The ceiling currently hovering near $5,250 can be traced back to the most recent batch of American economic data. January's CPI reading was 2.4%, while the labor market appeared tight. Together, they have pushed expectations for an imminent Federal Reserve (Fed) rate cut further into the distance.

However, if inflation typically favors gold, why is 2.4% throwing cold water on the rally?

It all comes down to market logic. Traditionally, bullion has thrived as an inflation hedge. But today's calculus is totally different. The regulator's target CPI is 2%, so the current 2.4% figure is proving to be stickier than anyone would like. For traders, it is a flashing signal: the Fed will keep rates higher for longer.

And here's the problem—gold doesn't pay you to hold it. It offers no coupon or dividend. In an environment of elevated US borrowing costs, where Treasuries and deposits offer a cushy 4.5%–5% yearly return, parking money in yield-bearing assets starts to look a lot more attractive. The further rate cuts get pushed down the road, the harder it becomes for the metal to compete.

There is also the dollar dynamic to consider. High rates make the greenback stronger and scarcer on the global stage, and history shows that a climbing currency tends to keep bullion in check.

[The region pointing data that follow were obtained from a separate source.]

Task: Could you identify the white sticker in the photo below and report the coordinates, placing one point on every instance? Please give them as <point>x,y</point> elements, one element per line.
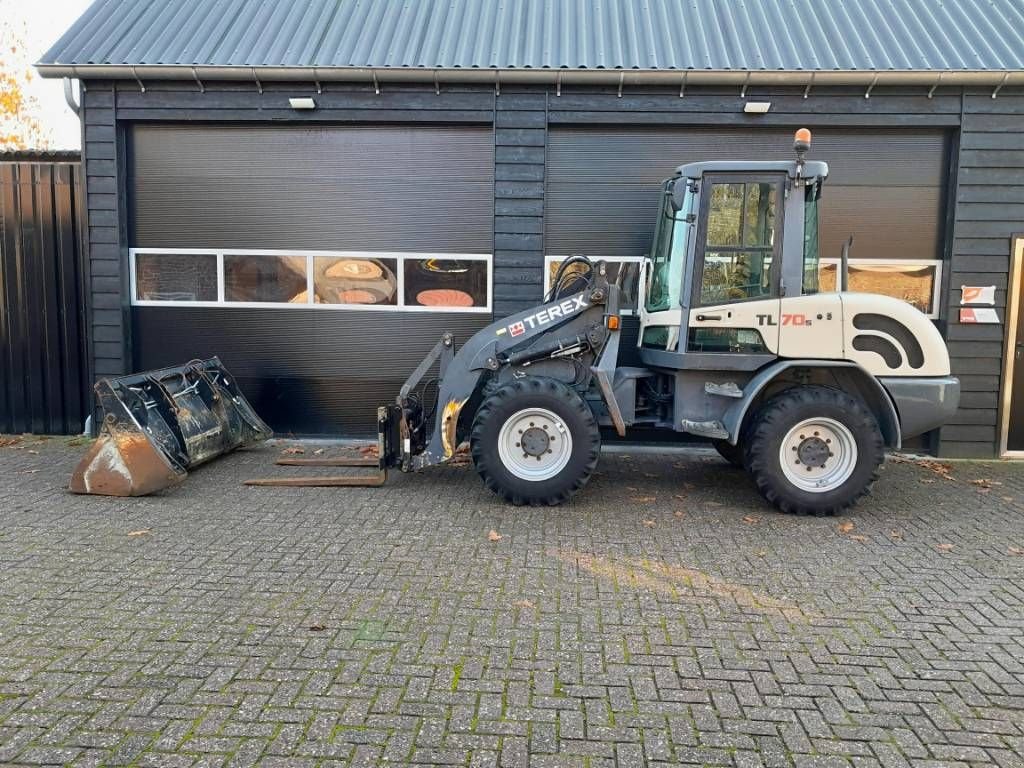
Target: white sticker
<point>978,295</point>
<point>979,314</point>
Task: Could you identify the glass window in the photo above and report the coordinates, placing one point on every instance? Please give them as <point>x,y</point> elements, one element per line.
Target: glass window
<point>170,276</point>
<point>264,279</point>
<point>445,283</point>
<point>811,255</point>
<point>355,281</point>
<point>911,283</point>
<point>745,340</point>
<point>739,243</point>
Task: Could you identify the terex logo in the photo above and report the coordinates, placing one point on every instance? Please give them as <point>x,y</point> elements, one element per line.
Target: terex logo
<point>543,317</point>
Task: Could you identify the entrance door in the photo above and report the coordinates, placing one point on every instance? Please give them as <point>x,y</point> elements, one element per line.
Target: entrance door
<point>1014,383</point>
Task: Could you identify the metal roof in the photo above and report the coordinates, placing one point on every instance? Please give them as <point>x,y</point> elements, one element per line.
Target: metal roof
<point>869,37</point>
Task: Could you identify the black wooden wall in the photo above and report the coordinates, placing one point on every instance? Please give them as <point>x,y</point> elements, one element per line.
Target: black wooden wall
<point>986,181</point>
<point>42,346</point>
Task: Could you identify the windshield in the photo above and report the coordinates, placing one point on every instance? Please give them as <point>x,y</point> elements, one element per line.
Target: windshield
<point>668,253</point>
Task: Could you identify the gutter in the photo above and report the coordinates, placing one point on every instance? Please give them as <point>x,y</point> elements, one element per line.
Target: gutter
<point>558,77</point>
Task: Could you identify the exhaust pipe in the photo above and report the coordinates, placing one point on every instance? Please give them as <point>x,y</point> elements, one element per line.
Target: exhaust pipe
<point>160,424</point>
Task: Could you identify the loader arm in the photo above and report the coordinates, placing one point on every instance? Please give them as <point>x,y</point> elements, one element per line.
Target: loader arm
<point>562,327</point>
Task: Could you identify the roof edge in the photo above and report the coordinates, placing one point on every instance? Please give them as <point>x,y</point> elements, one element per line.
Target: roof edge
<point>678,78</point>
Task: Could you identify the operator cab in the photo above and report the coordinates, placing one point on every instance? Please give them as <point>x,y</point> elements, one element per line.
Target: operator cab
<point>711,292</point>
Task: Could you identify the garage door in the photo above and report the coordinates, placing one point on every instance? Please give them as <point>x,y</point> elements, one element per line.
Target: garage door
<point>321,264</point>
<point>886,188</point>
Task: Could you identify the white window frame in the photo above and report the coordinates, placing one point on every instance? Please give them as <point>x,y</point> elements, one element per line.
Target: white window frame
<point>551,258</point>
<point>935,263</point>
<point>399,256</point>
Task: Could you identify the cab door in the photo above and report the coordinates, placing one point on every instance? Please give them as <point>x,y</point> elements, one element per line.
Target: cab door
<point>734,304</point>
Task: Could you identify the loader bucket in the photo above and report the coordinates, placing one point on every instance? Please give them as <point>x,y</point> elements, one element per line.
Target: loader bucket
<point>159,424</point>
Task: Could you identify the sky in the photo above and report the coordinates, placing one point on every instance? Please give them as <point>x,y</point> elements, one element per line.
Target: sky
<point>45,20</point>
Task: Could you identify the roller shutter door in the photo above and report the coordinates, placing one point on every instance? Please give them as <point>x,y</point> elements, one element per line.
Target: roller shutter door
<point>886,186</point>
<point>386,189</point>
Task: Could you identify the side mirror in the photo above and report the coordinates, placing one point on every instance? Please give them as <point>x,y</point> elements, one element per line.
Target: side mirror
<point>844,274</point>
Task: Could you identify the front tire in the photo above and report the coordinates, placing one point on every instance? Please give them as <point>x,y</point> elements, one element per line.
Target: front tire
<point>814,451</point>
<point>535,441</point>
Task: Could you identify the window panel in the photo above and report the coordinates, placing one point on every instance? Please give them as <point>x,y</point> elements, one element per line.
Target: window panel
<point>911,283</point>
<point>725,216</point>
<point>445,283</point>
<point>337,280</point>
<point>170,276</point>
<point>355,281</point>
<point>735,275</point>
<point>759,215</point>
<point>264,279</point>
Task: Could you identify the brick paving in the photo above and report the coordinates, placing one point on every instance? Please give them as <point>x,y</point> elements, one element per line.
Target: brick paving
<point>666,616</point>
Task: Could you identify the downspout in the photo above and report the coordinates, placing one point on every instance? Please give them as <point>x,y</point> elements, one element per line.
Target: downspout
<point>70,97</point>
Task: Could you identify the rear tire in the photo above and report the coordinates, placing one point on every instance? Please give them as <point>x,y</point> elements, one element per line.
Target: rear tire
<point>814,451</point>
<point>535,441</point>
<point>732,454</point>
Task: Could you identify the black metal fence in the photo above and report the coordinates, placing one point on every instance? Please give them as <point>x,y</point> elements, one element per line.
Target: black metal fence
<point>42,322</point>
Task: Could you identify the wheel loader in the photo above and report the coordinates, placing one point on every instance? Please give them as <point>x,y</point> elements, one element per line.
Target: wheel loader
<point>804,389</point>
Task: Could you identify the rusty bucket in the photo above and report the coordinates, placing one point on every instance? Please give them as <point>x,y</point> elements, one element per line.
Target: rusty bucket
<point>159,424</point>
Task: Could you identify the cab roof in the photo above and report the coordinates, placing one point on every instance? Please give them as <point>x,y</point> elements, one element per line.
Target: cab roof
<point>812,168</point>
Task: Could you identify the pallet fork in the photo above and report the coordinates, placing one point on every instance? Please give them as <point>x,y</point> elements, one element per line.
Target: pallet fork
<point>386,441</point>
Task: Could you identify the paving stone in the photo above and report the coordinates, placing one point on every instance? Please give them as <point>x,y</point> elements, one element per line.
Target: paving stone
<point>583,637</point>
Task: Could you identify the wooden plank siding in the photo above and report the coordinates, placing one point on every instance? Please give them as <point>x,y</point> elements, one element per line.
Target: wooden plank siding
<point>110,330</point>
<point>988,206</point>
<point>520,146</point>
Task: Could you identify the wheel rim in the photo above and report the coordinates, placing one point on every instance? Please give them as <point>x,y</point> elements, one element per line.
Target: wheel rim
<point>535,444</point>
<point>818,455</point>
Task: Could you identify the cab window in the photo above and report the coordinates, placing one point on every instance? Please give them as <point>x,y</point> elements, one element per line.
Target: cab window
<point>739,242</point>
<point>812,273</point>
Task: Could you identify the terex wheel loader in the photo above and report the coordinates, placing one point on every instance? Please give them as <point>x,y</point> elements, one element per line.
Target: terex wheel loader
<point>802,388</point>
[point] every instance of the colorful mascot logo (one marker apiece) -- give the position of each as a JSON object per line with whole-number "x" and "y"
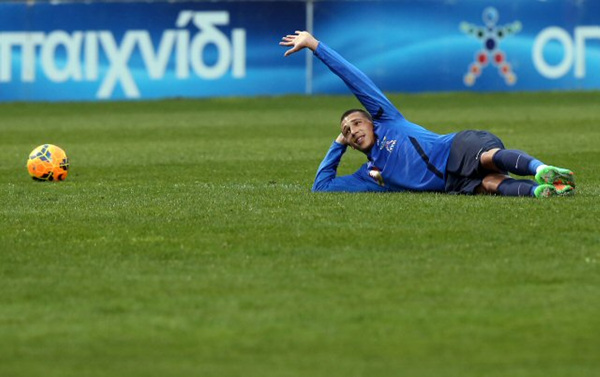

Still, with so many uncertainties swirling, the dollar's strength is taking a backseat—and that's good news for the precious metal.


The ultimate recommendation is to buy gold. Lock in profits at $5,200. Place Stop Loss at $5,170.

Calculate your open position so that a potential loss (protected by a Stop Loss order) is limited to 1% of your deposit. If your account balance does not allow entering a position of this size, it is better to skip the trade and wait for other market signals that meet low-risk criteria.

This content is for informational purposes only and is not intended to be investing advice.